A Lawyer will ask you right questions to help you determine how to distribute your estate while taking into consideration various contingencies and scenarios that might be in place at the time of your passing. She will discuss with you legal clauses that you might want to include in your will, such as a beneficiary designation for your RRSP and insurance policies, expressing your wishes in regards to the custody of your minor children or confirming compensation for the executor. Your Lawyer will also talk to you about the powers that you want to give to your executor in addition to the powers he would have under current legal framework or limits that you want put on such powers. She will properly draft your will and will try to help you understand all the legal clauses and legalities contained in a will. Your Lawyer will also make sure that your new will revokes all your previous wills or other testamentary documents. Most importantly, your Lawyer will also make sure that your will is properly signed and witnessed.
Your last will is an important legal document and you should retain a professional to help you with its preparation and execution. Seeking and using such help will give you peace of mind knowing that your affairs are in order and make sure that your will reflects all your wishes.

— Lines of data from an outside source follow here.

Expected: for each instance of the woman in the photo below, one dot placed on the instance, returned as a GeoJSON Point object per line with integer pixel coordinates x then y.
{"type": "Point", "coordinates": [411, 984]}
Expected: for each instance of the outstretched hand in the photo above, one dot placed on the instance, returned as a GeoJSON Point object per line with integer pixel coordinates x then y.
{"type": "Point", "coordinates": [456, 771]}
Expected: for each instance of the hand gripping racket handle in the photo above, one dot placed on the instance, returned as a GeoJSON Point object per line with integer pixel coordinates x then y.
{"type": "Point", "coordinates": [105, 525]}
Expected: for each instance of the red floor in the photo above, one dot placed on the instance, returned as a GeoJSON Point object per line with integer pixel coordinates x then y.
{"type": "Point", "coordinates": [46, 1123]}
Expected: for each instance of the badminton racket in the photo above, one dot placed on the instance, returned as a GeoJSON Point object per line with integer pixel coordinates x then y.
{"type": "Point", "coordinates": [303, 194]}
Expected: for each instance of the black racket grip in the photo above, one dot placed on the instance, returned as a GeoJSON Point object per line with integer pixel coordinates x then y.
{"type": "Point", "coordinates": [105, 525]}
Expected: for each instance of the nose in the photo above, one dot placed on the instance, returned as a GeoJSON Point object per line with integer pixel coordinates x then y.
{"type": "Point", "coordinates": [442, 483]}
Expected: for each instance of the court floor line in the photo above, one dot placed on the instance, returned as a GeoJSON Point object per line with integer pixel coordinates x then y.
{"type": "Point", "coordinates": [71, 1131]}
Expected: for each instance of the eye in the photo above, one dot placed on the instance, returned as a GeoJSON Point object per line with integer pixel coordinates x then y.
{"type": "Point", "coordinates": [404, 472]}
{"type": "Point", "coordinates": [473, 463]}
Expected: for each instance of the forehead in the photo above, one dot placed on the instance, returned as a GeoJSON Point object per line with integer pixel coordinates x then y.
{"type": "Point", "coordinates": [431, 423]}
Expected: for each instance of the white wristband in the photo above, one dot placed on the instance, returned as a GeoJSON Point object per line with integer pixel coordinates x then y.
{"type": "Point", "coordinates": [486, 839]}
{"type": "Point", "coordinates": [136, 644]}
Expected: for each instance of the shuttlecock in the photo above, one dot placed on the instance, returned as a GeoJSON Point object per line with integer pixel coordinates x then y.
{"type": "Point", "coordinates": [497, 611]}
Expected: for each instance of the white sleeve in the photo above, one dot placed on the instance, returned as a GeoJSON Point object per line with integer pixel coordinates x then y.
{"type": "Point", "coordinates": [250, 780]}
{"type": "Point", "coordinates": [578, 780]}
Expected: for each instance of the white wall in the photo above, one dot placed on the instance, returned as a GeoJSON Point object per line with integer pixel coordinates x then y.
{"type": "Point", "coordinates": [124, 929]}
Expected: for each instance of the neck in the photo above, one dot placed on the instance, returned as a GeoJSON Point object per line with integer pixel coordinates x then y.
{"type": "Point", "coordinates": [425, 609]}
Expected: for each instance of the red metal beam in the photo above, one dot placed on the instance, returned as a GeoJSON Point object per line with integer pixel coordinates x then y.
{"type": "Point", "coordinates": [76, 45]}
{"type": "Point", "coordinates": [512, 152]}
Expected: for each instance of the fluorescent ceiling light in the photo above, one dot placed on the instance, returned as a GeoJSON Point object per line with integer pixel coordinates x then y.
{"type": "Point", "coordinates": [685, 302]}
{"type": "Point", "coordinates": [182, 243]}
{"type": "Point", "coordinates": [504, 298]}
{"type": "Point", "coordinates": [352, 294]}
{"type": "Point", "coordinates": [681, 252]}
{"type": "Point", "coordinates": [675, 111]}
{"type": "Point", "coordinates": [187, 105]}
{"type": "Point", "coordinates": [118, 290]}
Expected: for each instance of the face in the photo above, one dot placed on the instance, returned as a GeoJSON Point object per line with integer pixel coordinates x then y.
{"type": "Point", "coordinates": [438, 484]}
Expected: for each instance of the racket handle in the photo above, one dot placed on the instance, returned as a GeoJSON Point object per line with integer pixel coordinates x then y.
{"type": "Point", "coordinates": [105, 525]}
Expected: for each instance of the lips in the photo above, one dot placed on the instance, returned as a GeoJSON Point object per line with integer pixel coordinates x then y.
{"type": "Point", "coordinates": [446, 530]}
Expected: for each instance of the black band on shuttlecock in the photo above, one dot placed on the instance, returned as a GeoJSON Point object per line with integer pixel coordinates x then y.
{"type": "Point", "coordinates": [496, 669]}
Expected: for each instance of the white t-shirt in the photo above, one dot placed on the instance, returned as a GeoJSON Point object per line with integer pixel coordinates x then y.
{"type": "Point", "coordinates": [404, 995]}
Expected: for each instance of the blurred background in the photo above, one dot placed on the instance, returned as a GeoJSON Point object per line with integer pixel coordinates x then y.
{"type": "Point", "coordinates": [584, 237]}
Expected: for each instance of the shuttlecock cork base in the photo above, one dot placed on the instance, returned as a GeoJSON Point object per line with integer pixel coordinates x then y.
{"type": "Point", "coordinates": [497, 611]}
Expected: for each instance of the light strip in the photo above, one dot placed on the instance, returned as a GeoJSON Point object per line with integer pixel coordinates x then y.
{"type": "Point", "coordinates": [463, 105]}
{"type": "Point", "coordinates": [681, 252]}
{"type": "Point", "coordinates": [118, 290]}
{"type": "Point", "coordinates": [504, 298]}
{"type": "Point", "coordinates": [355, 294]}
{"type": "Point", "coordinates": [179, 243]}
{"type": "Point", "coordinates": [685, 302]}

“I recently learned that my elderly Aunt is a victim of Fraud. The police have advised me that some victims of the fraud are considering a lawsuit and that someone may wish to speak to a Lawyer on my Aunt’s behalf. My Aunt suffers from dementia and I hold power of attorney. Can my Aunt participate in a lawsuit?"
Special rules apply to lawsuits involving people, like your aunt, who suffer from a mental illness and therefore lack capacity at law.
Generally, children under the age of 18 and people who suffer from mental illness, including those who suffer from dementia, must be represented by a litigation guardian within legal proceedings. There are also special rules which apply to how limitation periods apply to persons who lack capacity at law.
Litigation Guardians assume responsibility for litigation on behalf of a litigant who lacks capacity. Litigation Guardians serve an important role and are saddled with significant responsibilities. They assume the responsibilities of retaining and instructing Lawyers on behalf of the incapable litigant, and litigation guardians assume personal responsibility for any costs liability incurred as a result of a lawsuit.
However, the litigation guardian plays an essential role in ensuring access to justice for some of society’s most vulnerable people. Without people agreeing to stand as Litigation Guardian people who suffer losses could be left without recourse to the courts.
Generally a Lawyer works very closely with a litigation guardian to ensure that risks are properly understood. Lawyers also put in place measures to ensure the risk of personal exposure to the guardian is minimized.
If you are asked to stand as a litigation guardian you should consult with a Lawyer before deciding whether or not to stand.